The National Institute of Aerospace (NIA) is a non-profit research and graduate education institute headquartered in Hampton, Virginia, near NASA's Langley Research Center.

NIA was formed in 2002 by a consortium of research universities. NIA performs research in a broad range of disciplines including space exploration, systems engineering, nanoscale materials science, flight systems, aerodynamics, air traffic management, aviation safety, planetary and space science, and global climate change.

NIA is headed by Dr. Douglas O. Stanley, who was named interim to the post of president and executive director in July 2012. He succeeded Dr. Robert Lindberg, who became the first President and executive director in October 2003.

==Member Institutions==
- American Institute of Aeronautics and Astronautics (AIAA) Foundation
- Georgia Institute of Technology
- Hampton University
- North Carolina Agricultural and Technical State University
- North Carolina State University
- University of Maryland
- Virginia Polytechnic Institute and State University
- University of Virginia
Affiliates
- The College of William & Mary
- Old Dominion University

==Research projects==
About 50 full-time researchers are working on projects at NIA.

NIA conducts a broad range of scientific and engineering research sponsored by NASA, other government agencies and the aerospace industry. This work is performed by resident scientists and engineers, faculty, students and consultants in principal areas of investigation to include space exploration, systems engineering, materials science, flight systems, aerodynamics, air traffic management, aviation safety, planetary and space science, and global climate change.
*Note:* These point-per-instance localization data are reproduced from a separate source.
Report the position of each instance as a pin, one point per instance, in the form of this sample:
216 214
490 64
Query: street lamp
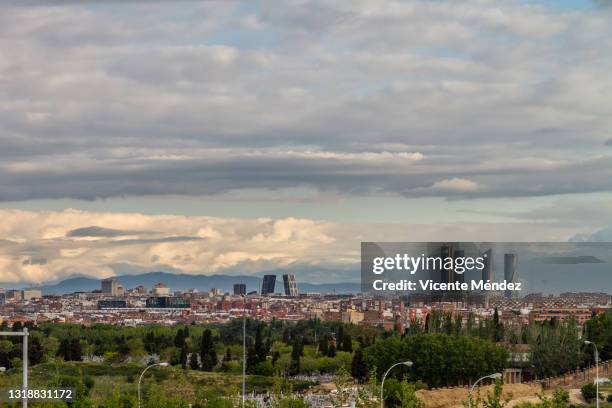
243 349
493 376
24 333
407 363
596 370
144 371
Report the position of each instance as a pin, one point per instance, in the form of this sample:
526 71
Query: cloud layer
45 246
366 97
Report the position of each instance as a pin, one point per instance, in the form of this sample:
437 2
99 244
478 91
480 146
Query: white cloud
459 185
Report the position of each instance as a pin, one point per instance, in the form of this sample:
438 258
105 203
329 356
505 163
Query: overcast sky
309 124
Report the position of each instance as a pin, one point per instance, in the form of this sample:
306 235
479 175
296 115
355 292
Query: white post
243 349
596 371
24 365
596 374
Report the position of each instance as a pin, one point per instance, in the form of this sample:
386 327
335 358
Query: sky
238 137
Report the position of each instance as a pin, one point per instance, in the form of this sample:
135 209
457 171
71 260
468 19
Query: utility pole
24 363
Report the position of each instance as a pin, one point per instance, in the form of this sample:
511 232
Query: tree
296 352
260 347
194 364
498 327
208 355
589 391
405 394
179 339
252 360
323 344
347 343
75 350
331 351
183 357
359 370
35 351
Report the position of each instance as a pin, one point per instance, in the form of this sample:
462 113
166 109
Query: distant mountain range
184 282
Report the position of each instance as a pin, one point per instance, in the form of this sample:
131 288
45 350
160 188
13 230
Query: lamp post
144 371
243 349
493 376
407 363
596 371
24 333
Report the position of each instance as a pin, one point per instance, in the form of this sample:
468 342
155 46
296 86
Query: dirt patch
454 397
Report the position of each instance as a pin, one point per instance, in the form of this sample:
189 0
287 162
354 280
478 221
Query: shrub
589 391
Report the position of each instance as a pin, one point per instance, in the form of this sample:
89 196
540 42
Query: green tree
208 355
359 369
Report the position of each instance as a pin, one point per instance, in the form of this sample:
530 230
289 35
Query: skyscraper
290 285
268 284
458 277
487 273
240 289
510 261
446 275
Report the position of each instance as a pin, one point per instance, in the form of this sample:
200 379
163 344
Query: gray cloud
97 232
120 101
Research programs, led by faculty in residence at NIA, serve as the core of the Institute's academic research program. Through NIA's University Research Program, faculty and students at NIA member universities collaborate with NASA research leaders in fundamental investigations in aerospace, mechanical, electrical, and systems engineering; materials science; applied mathematics, meteorology and other related fields.

NIA also collaborate with other research institutions worldwide, including universities, government laboratories, industry and other non-profit institutes to accomplish its research objectives. NIA conducts applied research with and for the aerospace industry. Through NIA, industrial partners can gain access to LaRC personnel, facilities and intellectual property.

Research projects include:

- Boron nitride nano tubes (BNNT) research and development for aerospace and public safety applications. In collaboration with NASA Langley, and the Thomas Jefferson National Accelerator Facility, NIA has developed a neutron shielding material using boron-containing nanomaterials, which include boron nanoparticles, boron nitride nanotubes (BNNTs), and boron nitride nano-platelets, as well as the polymer composites thereof. This is proposed for advanced radiation shielding and for shielding against high kinetic energy penetrators (i.e. bulletproof vests, protection against micrometeoroids, etc.)
- Field research in the Republic of Tyva in Siberia to validate satellite studies that show longer periods of drought have strengthened the intensity of fires. Amber Soja, NIA Senior Research Scientist based at NASA's Langley Researcher Center, conducted research that has shown that these more destructive fires have started to impair the growth of pine-dominated forests after fires and are causing some pine forest areas to transition to steppe that stores far less carbon from the atmosphere. Likewise, the research shows that the burns cause more destruction when they occur. According to Soja, in other areas where precipitation is limited to begin with, such as the savannas of Australia, longer droughts might actually reduce the number of wildfires because less vegetation would be available to burn.

==Education==
NIA's graduate program offers M.S. and Ph.D. degrees in the fields of aerospace engineering, mechanical engineering, engineering mechanics, engineering physics, materials science and engineering, electrical engineering, ocean engineering and systems engineering. Degrees are issued through its university partners: Georgia Tech, Hampton University, North Carolina A&T State University, North Carolina State University, the University of Maryland, the University of Virginia, Virginia Tech, Old Dominion University, and the College of William & Mary. Classes are offered on site and through distance education to about 40 graduate students in residence. (Students in residence at NIA are considered in residence at their home university.) NIA also provides Langley Research Center employees the opportunity to pursue a PhD while working.

The faculty comprises Langley Professors who share their time between NIA and their home schools:
- Dr. Mool C. Gupta, University of Virginia
- Dr. James Hubbard, Jr., University of Maryland
- Dr. Christopher Fuller, Virginia Tech
- Dr. William Edmonson, North Carolina A&T State University
- Dr. Fuh-Gwo Yuan, North Carolina State University
- Dr. Alan Wilhite, Georgia Institute of Technology

== NIA Research and Innovation Laboratories ==

The NIA Research and Innovation Laboratories opened in early 2012. The building, located at 1100 Exploration Way in Hampton, Virginia consists of a 14-laboratory, 60,000-square-foot building that houses research and development facilities including a wind tunnel, an unmanned aerial vehicles structures lab and a boron nanotube development lab, among other facilities. The new facility also host the Peninsula Technology Incubator (PTI), a subsidiary of NIA, which encourages entrepreneurship.